How rfair works: methodology and architecture • rfair

This vignette describes what rfair measures and how, in enough detail to interpret and reproduce its scores. For a quick tour see vignette("rfair"); for the reuse/sensitivity extensions see vignette("beyond-fuji").

1. Background: FAIR, the FAIRsFAIR metrics, and F-UJI

The FAIR principles (Wilkinson et al. 2016) state that research data should be Findable, Accessible, Interoperable, and Reusable. They are aspirational; to assess a real data object you need measurable indicators.

The FAIRsFAIR project turned the principles into a concrete, testable metric set, and the F-UJI tool (Devaraju & Huber, PANGAEA) implemented an automated assessment service for them. F-UJI is a Python web service: you send it a persistent identifier (PID) and it returns per-metric scores.

rfair is a native R reimplementation of the F-UJI metrics (version 0.8). It performs the whole assessment in R, with no external server, so assessments are scriptable, reproducible, and embeddable in R pipelines. The original rfair package (v1) was only an HTTP client for an F-UJI server; this version (v2) is the engine itself.

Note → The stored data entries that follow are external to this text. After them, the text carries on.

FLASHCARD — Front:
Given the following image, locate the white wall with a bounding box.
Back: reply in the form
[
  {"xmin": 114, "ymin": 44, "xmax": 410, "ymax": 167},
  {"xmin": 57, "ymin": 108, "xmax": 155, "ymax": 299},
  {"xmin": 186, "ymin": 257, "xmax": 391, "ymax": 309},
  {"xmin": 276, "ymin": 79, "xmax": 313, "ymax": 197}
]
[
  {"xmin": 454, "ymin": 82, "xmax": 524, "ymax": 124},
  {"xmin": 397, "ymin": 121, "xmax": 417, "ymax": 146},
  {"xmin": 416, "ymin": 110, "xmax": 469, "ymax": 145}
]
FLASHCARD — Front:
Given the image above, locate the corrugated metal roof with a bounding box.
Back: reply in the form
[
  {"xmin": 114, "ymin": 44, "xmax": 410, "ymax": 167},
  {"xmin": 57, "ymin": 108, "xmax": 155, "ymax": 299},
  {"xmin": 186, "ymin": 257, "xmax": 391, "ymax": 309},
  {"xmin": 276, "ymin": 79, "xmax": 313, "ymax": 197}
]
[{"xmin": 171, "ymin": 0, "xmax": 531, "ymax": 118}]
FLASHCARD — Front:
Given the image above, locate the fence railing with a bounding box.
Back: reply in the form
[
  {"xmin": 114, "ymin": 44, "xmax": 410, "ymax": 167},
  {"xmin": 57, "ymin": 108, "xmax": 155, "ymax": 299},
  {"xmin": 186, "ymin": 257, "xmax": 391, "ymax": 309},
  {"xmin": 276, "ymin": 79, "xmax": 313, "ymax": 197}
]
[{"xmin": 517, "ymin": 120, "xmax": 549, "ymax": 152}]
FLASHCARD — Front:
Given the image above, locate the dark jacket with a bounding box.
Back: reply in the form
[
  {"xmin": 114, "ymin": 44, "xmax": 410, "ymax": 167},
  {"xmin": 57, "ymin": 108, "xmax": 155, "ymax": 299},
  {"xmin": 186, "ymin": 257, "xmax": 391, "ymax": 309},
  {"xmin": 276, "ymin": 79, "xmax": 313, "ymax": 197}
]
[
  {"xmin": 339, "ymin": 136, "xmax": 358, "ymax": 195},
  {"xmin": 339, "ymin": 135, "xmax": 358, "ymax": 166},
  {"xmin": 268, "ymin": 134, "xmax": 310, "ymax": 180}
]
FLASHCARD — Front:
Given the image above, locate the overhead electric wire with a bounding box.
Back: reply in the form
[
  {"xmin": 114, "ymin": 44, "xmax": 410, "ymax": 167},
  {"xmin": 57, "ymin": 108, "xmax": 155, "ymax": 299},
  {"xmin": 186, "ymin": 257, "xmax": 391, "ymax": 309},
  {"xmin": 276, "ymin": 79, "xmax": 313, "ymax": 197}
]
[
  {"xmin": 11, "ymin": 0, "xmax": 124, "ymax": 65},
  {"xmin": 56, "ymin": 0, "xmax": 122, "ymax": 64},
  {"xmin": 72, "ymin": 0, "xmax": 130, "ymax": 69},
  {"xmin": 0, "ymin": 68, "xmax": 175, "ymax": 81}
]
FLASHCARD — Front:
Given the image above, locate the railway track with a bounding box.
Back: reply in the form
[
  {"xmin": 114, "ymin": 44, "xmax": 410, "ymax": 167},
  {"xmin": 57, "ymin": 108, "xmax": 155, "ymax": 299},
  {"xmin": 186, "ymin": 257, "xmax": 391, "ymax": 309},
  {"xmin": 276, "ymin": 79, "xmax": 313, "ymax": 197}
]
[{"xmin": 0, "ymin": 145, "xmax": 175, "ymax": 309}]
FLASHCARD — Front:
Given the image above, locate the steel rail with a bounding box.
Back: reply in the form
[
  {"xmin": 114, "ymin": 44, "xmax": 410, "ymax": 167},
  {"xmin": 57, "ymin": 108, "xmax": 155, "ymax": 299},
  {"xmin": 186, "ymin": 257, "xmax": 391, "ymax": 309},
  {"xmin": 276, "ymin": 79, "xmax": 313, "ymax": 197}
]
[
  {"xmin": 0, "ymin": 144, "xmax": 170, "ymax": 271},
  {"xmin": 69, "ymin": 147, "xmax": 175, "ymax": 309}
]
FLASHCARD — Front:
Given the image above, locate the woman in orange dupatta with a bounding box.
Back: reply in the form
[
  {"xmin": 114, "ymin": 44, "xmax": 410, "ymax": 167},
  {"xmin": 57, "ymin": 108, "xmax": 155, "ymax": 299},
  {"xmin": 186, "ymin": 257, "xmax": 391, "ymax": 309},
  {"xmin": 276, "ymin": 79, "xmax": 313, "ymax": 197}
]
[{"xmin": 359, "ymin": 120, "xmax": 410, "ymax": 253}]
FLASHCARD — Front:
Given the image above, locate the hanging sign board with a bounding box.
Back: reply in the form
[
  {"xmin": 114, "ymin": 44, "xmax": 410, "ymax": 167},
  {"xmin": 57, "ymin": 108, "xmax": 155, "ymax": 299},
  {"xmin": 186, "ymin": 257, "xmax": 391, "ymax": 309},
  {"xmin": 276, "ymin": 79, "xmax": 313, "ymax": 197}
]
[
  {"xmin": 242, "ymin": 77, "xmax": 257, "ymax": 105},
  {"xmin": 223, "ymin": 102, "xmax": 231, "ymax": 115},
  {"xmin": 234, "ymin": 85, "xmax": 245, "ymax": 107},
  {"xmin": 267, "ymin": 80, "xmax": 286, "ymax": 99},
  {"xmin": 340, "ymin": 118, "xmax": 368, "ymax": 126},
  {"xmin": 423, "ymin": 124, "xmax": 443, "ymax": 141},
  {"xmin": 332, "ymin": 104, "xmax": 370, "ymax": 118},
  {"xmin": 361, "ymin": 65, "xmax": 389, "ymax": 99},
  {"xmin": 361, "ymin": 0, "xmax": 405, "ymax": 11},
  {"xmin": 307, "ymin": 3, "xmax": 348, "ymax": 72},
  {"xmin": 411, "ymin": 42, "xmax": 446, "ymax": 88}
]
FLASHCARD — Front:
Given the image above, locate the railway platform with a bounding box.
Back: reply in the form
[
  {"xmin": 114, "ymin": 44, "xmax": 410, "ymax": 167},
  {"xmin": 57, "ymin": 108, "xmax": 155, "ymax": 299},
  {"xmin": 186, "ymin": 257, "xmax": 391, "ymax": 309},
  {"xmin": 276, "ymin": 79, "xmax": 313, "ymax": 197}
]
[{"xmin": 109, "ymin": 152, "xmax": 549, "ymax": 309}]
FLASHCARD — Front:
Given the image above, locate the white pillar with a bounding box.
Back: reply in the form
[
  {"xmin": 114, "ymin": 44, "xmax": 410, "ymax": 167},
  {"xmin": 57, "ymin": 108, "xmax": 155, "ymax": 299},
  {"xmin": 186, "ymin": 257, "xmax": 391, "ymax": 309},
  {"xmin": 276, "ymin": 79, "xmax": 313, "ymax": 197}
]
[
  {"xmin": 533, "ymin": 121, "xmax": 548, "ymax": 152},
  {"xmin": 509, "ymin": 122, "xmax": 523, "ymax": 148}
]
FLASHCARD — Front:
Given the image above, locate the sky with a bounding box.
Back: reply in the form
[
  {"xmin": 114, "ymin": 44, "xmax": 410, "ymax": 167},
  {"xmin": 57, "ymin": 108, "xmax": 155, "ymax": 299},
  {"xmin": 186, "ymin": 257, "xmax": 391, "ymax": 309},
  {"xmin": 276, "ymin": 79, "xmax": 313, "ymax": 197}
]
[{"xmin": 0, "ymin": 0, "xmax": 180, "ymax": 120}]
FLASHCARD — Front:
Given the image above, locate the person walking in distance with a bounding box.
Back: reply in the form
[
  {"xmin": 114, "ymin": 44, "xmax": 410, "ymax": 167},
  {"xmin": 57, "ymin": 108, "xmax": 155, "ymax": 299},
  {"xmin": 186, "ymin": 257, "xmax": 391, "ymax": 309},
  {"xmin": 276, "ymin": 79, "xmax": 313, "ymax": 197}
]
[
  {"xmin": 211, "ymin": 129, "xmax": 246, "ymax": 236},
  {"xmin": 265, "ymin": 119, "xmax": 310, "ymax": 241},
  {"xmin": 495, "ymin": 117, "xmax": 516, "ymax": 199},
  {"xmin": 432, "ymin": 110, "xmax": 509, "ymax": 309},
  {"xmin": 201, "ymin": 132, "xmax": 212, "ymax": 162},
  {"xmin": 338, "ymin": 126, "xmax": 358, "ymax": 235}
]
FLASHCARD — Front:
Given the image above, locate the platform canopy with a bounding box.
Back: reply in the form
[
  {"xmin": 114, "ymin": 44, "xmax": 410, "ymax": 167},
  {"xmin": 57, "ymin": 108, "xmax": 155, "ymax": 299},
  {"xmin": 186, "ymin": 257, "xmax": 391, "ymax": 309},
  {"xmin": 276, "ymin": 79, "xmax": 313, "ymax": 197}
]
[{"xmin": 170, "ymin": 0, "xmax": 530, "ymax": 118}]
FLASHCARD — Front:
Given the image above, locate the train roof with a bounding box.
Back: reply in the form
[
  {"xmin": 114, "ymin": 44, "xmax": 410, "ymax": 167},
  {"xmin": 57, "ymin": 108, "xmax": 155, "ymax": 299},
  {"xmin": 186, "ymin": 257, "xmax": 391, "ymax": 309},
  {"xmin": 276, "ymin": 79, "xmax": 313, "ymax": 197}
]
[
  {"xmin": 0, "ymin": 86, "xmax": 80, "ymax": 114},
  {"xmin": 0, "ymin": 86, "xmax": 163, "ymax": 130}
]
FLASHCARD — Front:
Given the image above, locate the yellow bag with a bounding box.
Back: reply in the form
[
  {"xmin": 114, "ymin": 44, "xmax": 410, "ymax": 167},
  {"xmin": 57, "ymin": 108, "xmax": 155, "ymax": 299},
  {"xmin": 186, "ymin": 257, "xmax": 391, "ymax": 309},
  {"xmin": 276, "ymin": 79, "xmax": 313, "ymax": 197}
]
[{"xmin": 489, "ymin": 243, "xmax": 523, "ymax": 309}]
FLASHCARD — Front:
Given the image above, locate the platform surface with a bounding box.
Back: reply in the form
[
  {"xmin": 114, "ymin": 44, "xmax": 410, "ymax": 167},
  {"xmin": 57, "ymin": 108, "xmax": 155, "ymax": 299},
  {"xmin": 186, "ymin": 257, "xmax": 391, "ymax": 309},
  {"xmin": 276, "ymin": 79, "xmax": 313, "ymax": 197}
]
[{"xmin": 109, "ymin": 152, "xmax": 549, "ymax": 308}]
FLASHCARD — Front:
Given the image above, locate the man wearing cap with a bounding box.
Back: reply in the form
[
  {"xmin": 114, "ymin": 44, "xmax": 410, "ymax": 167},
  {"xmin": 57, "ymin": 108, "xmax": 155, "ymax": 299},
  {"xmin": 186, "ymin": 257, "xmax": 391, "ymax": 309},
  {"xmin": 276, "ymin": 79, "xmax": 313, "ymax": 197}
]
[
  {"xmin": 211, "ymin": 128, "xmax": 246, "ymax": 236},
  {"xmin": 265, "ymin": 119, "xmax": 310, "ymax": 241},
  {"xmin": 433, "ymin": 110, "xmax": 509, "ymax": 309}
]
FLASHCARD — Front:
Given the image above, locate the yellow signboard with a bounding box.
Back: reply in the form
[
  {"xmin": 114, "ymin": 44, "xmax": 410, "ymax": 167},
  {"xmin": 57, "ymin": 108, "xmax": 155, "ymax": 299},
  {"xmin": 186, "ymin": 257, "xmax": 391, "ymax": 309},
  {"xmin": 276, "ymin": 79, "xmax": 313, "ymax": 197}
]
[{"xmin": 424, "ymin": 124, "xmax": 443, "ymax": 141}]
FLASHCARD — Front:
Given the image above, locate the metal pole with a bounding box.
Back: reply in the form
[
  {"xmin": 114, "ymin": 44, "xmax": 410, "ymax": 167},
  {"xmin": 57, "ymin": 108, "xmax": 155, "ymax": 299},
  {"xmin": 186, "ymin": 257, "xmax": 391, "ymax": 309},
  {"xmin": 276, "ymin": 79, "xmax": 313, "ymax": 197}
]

2. The assessment pipeline

A single call to assess_fair() runs this pipeline:

identifier
   │  id_parse()            scheme detection + normalization + resolver URL
   ▼
resolution                  content-negotiated GET, follow redirects -> landing page
   │  resolve_landing_page()
   ▼
harvesting                  a sequence of collectors, in priority order:
   │   collect_html_meta()      embedded JSON-LD (schema.org), Dublin Core,
   │                            OpenGraph, Highwire meta tags
   │   collect_signposting()    HTTP Link header + <link rel> typed links
   │   collect_datacite()       DataCite JSON via content negotiation
   │   collect_xml()            DataCite XML, Dublin Core, MODS, EML, ISO19139
   │   collect_rdf()            JSON-LD (native) and Turtle/RDF-XML (via rdflib)
   │   collect_github()         GitHub repository + codemeta.json + CITATION.cff
   │   harvest_data()           HEAD on data links for MIME type and size
   ▼
mapping + merging           each source is mapped to one reference schema and
   │  merge_metadata()         merged (first-non-empty for scalars; union for
   │                           lists; longer-but-similar replacement)
   ▼
evaluation                  one evaluator per metric inspects the merged metadata
   │  run_evaluators()         and the resolved identifier, scoring each test
   ▼
scoring                     per-test scores -> per-metric -> F/A/I/R -> overall
   │  get_assessment_summary()
   ▼
fair_assessment             tidy S3 object (print / summary / as.data.frame /
                            as_fuji_json / as_rdf)

Identifier handling

id_parse() recognizes DOIs, Handles, ARKs, URNs, UUIDs, identifiers.org PIDs, w3id, and plain URLs, normalizes them, and constructs a resolver URL. Persistence is inferred from the scheme.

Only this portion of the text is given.